In this example, components c1 and c2 will be executed in parallel, provided that the ParallelGroup is given two MPI processes. If the name of the python file containing our example were my_par_model.py, we could run it under MPI and give it two processes using the following command:

mpirun -n 2 python my_par_model.py

Note

This will only work if you’ve installed the mpi4py and petsc4py python packages, which are not installed by default in OpenMDAO.

In the previous example, both components in the ParallelGroup required just a single MPI process, but what happens if we want to add subsystems to a ParallelGroup that has other processor requirements? In OpenMDAO, we control process allocation behavior by setting the min_procs and/or max_procs or proc_weights args when we call the add_subsystem function to add a particular subsystem to a ParallelGroup.

Group.add_subsystem(name, subsys, promotes=None, promotes_inputs=None, promotes_outputs=None, min_procs=1, max_procs=None, proc_weight=1.0)[source]

Add a subsystem.

Parameters:
name : str

Name of the subsystem being added

subsys : <System>

An instantiated, but not-yet-set up system object.

promotes : iter of (str or tuple), optional

A list of variable names specifying which subsystem variables to ‘promote’ up to this group. If an entry is a tuple of the form (old_name, new_name), this will rename the variable in the parent group.

promotes_inputs : iter of (str or tuple), optional

A list of input variable names specifying which subsystem input variables to ‘promote’ up to this group. If an entry is a tuple of the form (old_name, new_name), this will rename the variable in the parent group.

promotes_outputs : iter of (str or tuple), optional

A list of output variable names specifying which subsystem output variables to ‘promote’ up to this group. If an entry is a tuple of the form (old_name, new_name), this will rename the variable in the parent group.

min_procs : int

Minimum number of MPI processes usable by the subsystem. Defaults to 1.

max_procs : int or None

Maximum number of MPI processes usable by the subsystem. A value of None (the default) indicates there is no maximum limit.

proc_weight : float

Weight given to the subsystem when allocating available MPI processes to all subsystems. Default is 1.0.

Returns:
<System>

the subsystem that was passed in. This is returned to enable users to instantiate and add a subsystem at the same time, and get the reference back.

If you use both min_procs/max_procs and proc_weights, it can become less obvious what the resulting process allocation will be, so you may want to stick to just using one or the other.

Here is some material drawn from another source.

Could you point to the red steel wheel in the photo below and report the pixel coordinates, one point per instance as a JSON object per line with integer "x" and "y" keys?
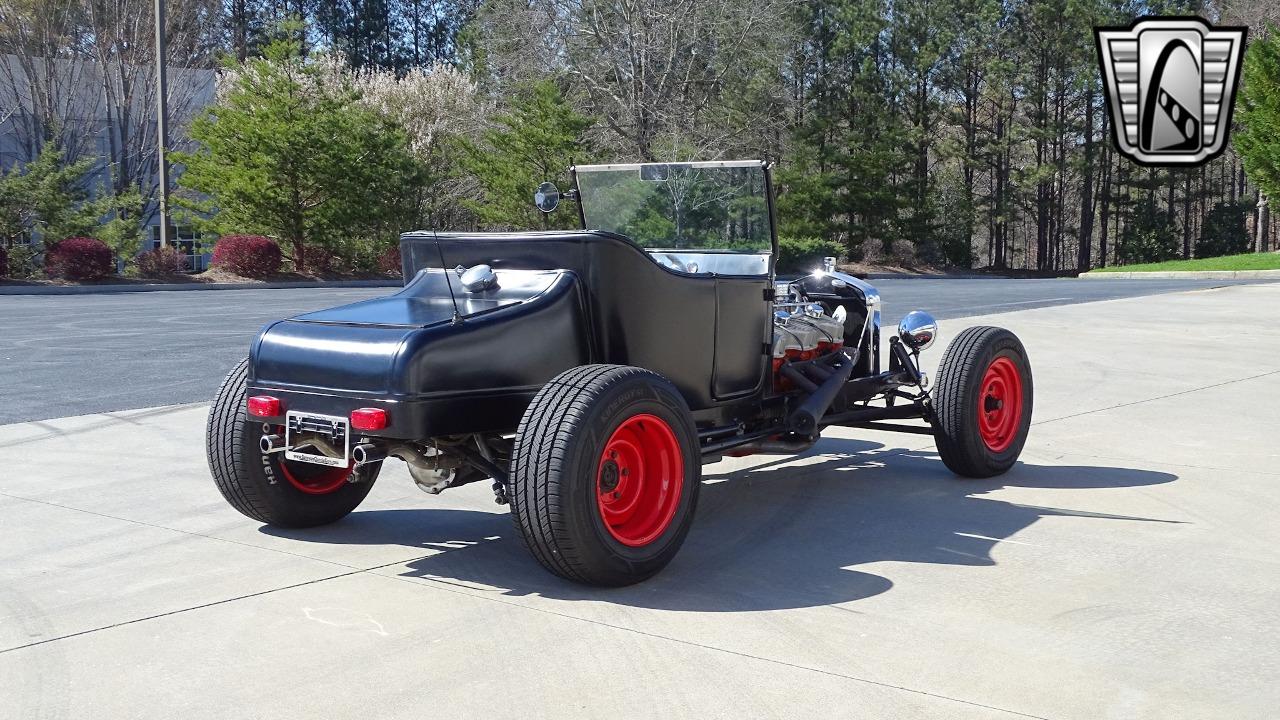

The algorithm used for the allocation starts, assuming that the number of processes is greater or equal to the number of subsystems, by assigning the min_procs for each subsystem. It then adds any remaining processes to subsystems based on their weights, being careful not to exceed their specified max_procs, if any.

If the number of processes is less than the number of subsystems, then each subsystem, one at a time, starting with the one with the highest proc_weight, is allocated to the least-loaded process. An exception will be raised if any of the subsystems in this case have a min_procs value greater than one.